I certify that all solutions are entirely in my words and I have credited all sources in this submission.
[1] https://scikit-learn.org/stable/modules/generated/sklearn.ensemble.RandomForestClassifier.html
[2] The code base in ELEC 574 website: https://github.com/comp-well-org/ubicomp2020Spring/tree/master/A2_Assignment
[3] https://en.wikipedia.org/wiki/Precision_and_recall
[4] https://scikit-learn.org/stable/
[5] https://scikit-learn.org/stable/modules/generated/sklearn.decomposition.PCA.html
[6] https://docs.scipy.org/doc/scipy-0.15.1/reference/generated/scipy.stats.skew.html
[7] https://docs.scipy.org/doc/scipy-0.15.1/reference/generated/scipy.stats.kurtosis.html
Comment on how each of the data could inform on which activity is happening. Use your plots as a reference. [15 points]
-
The activity "stationary (0) " can be indicated by the acceleration magnitude as well as barometer values. For instance, under the stationary status, the acceleration magnitude has very small fluctuations (almost "flat"). The barometer data also tends to be stable (or "flat") during the stationary activity, which is also the indicator. However, one thing we need to notice is, simply using barometer data's flat pattern to distinguish stationary won't work well, since this flat pattern also exhibits during the activity "walking-flat-surface (1)".
-
The activity "walking-flat-surface (1) " is also indicated by the acceleration magnitude as well as barometer values but by different patterns. During "walking-flat-surface (1)", the acceleration magnitude starts to fluctuate, which might be captured by frequency domain features/variance features, but barometer values have almost no fluctuations. Further, even though the barometer values "stay flat", the level where they stay flat might change, see the example: the time stamp 512 - 1279 with "walking-flat-surface" (1) vs. other time stamps with "walking-flat-surface (1)".
-
The activity "walking-up-stairs (2)" is indicated by: a) the acceleration magnitude's fluctuations, with the simlar level of flucations to "walking-flat-surface (1) " and b) the linear dropping of barometer values.
-
The activity "Walking-down-stairs (3)" is indicated by: a) the acceleration magnitude's fluctuations, which are slightly larger than the acceleration flucations caused by "walking-up-stairs (2)" and "walking-flat-surface (1)"; b) almost the linear increasing of barometer values.
-
The activity "Elevator-up (4)" is indicated by: a) the flat pattern of acceleration magnitude, and this flat pattern stays around the similiar level to the pattern caused by "stationary (0) ", which makes sense since elevator up involves no stepping movements; b) the linear dropping of barometer values.
-
The activity "Running (5)" is indicated by: a) the extremely large fluctuations of the acceleration magnitude, compared to the fluctuations caused by other activities; b) the flat pattern of barometer values.
-
The activity "Elevator-down (6)" is indicated by: a) the flat pattern of acceleration magnitude, and this flat pattern stays around the similiar level to the pattern caused by "stationary (0) " and "Elevator-up (4)", which also makes sense since elevator down does not involve stepping movements as well; b) the linear increasing of barometer values, as opposed to "Elevator-up (4)".

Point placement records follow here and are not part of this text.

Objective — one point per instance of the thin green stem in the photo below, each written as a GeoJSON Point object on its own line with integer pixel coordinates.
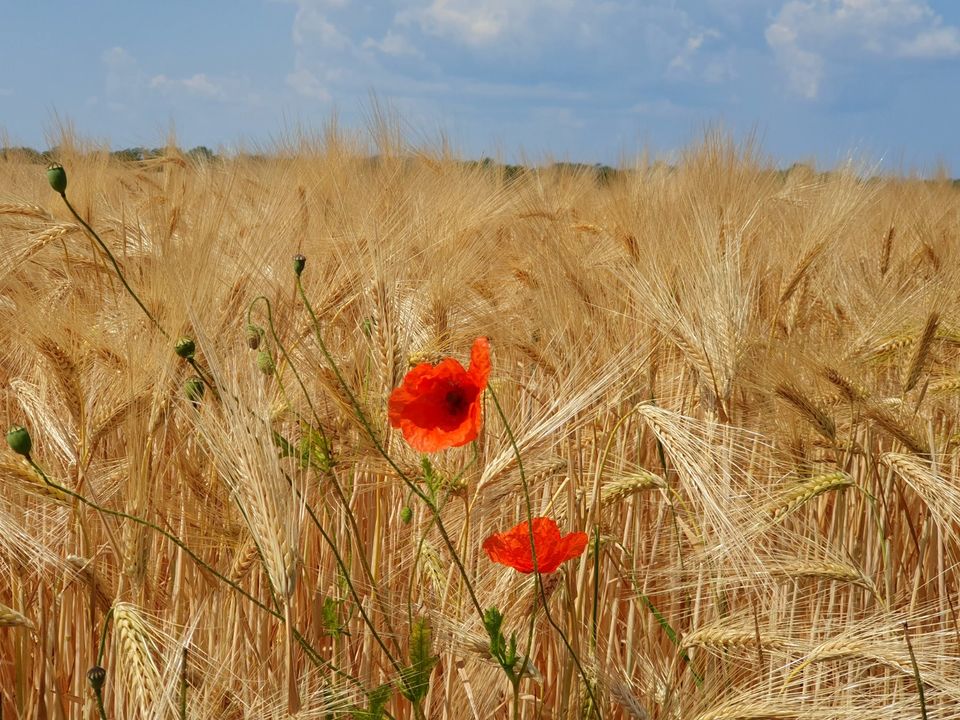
{"type": "Point", "coordinates": [543, 595]}
{"type": "Point", "coordinates": [116, 265]}
{"type": "Point", "coordinates": [341, 496]}
{"type": "Point", "coordinates": [103, 634]}
{"type": "Point", "coordinates": [98, 695]}
{"type": "Point", "coordinates": [916, 672]}
{"type": "Point", "coordinates": [315, 658]}
{"type": "Point", "coordinates": [183, 684]}
{"type": "Point", "coordinates": [361, 415]}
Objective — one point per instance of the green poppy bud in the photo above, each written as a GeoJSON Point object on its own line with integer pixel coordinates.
{"type": "Point", "coordinates": [185, 348]}
{"type": "Point", "coordinates": [57, 177]}
{"type": "Point", "coordinates": [193, 388]}
{"type": "Point", "coordinates": [95, 676]}
{"type": "Point", "coordinates": [254, 334]}
{"type": "Point", "coordinates": [265, 362]}
{"type": "Point", "coordinates": [18, 438]}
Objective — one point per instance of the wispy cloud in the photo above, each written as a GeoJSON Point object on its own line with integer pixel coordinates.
{"type": "Point", "coordinates": [809, 36]}
{"type": "Point", "coordinates": [198, 84]}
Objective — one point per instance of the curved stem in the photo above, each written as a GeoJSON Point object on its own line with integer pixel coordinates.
{"type": "Point", "coordinates": [361, 415]}
{"type": "Point", "coordinates": [301, 640]}
{"type": "Point", "coordinates": [338, 488]}
{"type": "Point", "coordinates": [543, 595]}
{"type": "Point", "coordinates": [116, 265]}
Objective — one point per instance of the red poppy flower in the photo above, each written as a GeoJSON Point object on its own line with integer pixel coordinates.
{"type": "Point", "coordinates": [512, 548]}
{"type": "Point", "coordinates": [438, 406]}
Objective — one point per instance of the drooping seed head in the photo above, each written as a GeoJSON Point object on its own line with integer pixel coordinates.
{"type": "Point", "coordinates": [95, 676]}
{"type": "Point", "coordinates": [18, 438]}
{"type": "Point", "coordinates": [299, 261]}
{"type": "Point", "coordinates": [185, 348]}
{"type": "Point", "coordinates": [57, 177]}
{"type": "Point", "coordinates": [254, 334]}
{"type": "Point", "coordinates": [193, 389]}
{"type": "Point", "coordinates": [265, 363]}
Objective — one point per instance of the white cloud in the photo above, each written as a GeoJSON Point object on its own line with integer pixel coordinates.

Your task will be to compute mean and variance of acceleration for each segment. [14 points]
Please find the implementation in the uploaded code.
Comment on how each of the features could inform on which activity is happening. Use your plots as a reference. [15 points]
According to the plots below:
The mean acceleration magnitude and its variance features indicate the activity in the following ways:
- "stationary (0) ": The mean acceleration magnitude feature has very small fluctuations, staying around a small constant number (i.e., the mean acceleration magnitude value is low during this activity) and the pattern is flat (i.e., less changes); the variance feature also has very small fluctuations, staying around 0 and the pattern is flat.
- "walking-flat-surface (1)": The mean acceleration magnitude feature starts to increase and fluctuate between 10 and 12 with the values higher than the feature in "stationary (0) " period; the variance feature also starts to increase and fluctuate, which is consistent with the severe acceleration fluctuation patterns we observe in the Question 1's plot above.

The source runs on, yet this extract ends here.